Reputation: 61
I'm writing a Python script to parse Wikipedia articles, and part of that process is parsing links. I'm trying to write a regular expression that matches in this way:
[[:Category:Anarchism by country|Anarchism by country]]
-> :Category:Anarchism by country
[[Squatting|squat]]
-> Squatting
[[File:Jarach and Zerzan.JPG|thumb|Lawrence Jarach (left) and [[John Zerzan]] (right)
-> John Zerzan
* {{cite book |last=Avrich |first=Paul |author-link=Paul Avrich |title=[[Anarchist Voices: An Oral History of Anarchism in America]] |year=1996 |publisher=[[Princeton University Press]] |isbn=978-0-691-04494-1
-> Unmatched, begins with * {{
(citation)I've reached \[\[([^|\]]+)(?:\|[^|\]]+)?\]\]

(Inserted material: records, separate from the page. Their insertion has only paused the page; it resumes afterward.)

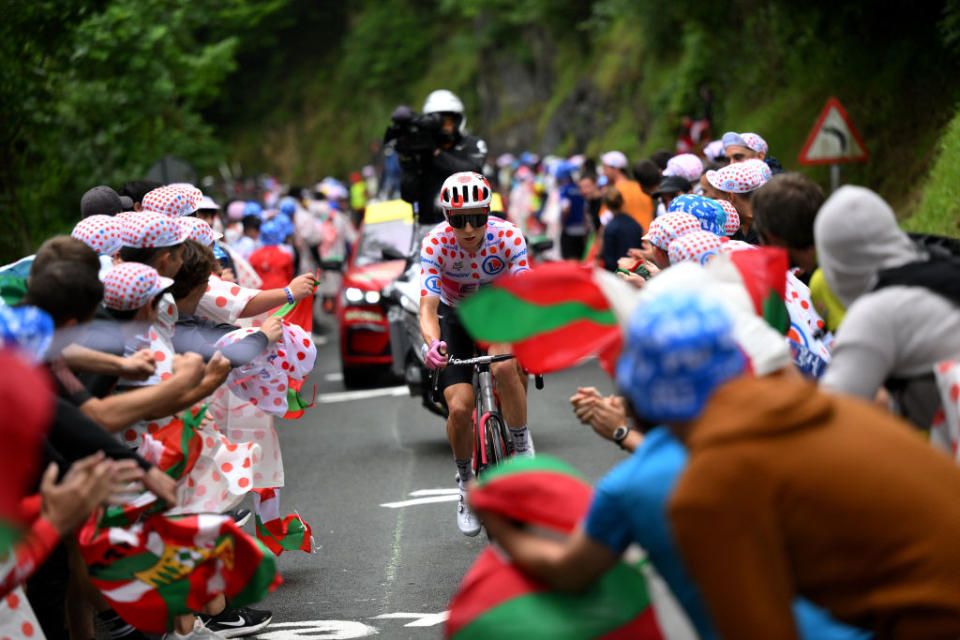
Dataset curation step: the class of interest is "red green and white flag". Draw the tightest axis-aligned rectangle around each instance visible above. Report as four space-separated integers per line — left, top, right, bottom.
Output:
79 513 280 633
446 456 665 639
251 488 314 555
458 262 635 375
269 272 318 418
720 247 789 334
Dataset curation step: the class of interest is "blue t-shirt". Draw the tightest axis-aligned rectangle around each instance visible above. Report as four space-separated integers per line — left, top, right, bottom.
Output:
558 183 585 232
584 426 870 640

which works in 3 of the above examples, but in the citation it matches the title and the publisher. I know (I think) I need a negative lookahead to prevent any matches in the last example. I'm very bad with regex however, so any suggestions would be greatly appreciated.
Upvotes: 0
Views: 54
Reputation: 10437
Wikitext is quite complicated and should not be parsed with regexes alone. Instead, use a full-fledged parser, such as mwparserfromhell
:
import mwparserfromhell as mph
def get_links_outside_of_templates(text):
tree = mph.parse(text)
# Lazily filter out all top-level links
links = tree.ifilter_wikilinks(recursive = False)
for link in links:
if link.title.startswith('File'):
# If this is a File link, recursively parse its "text".
yield from get_links_outside_of_templates(link.text)
else:
yield link.title
print([*get_links_outside_of_templates(text)])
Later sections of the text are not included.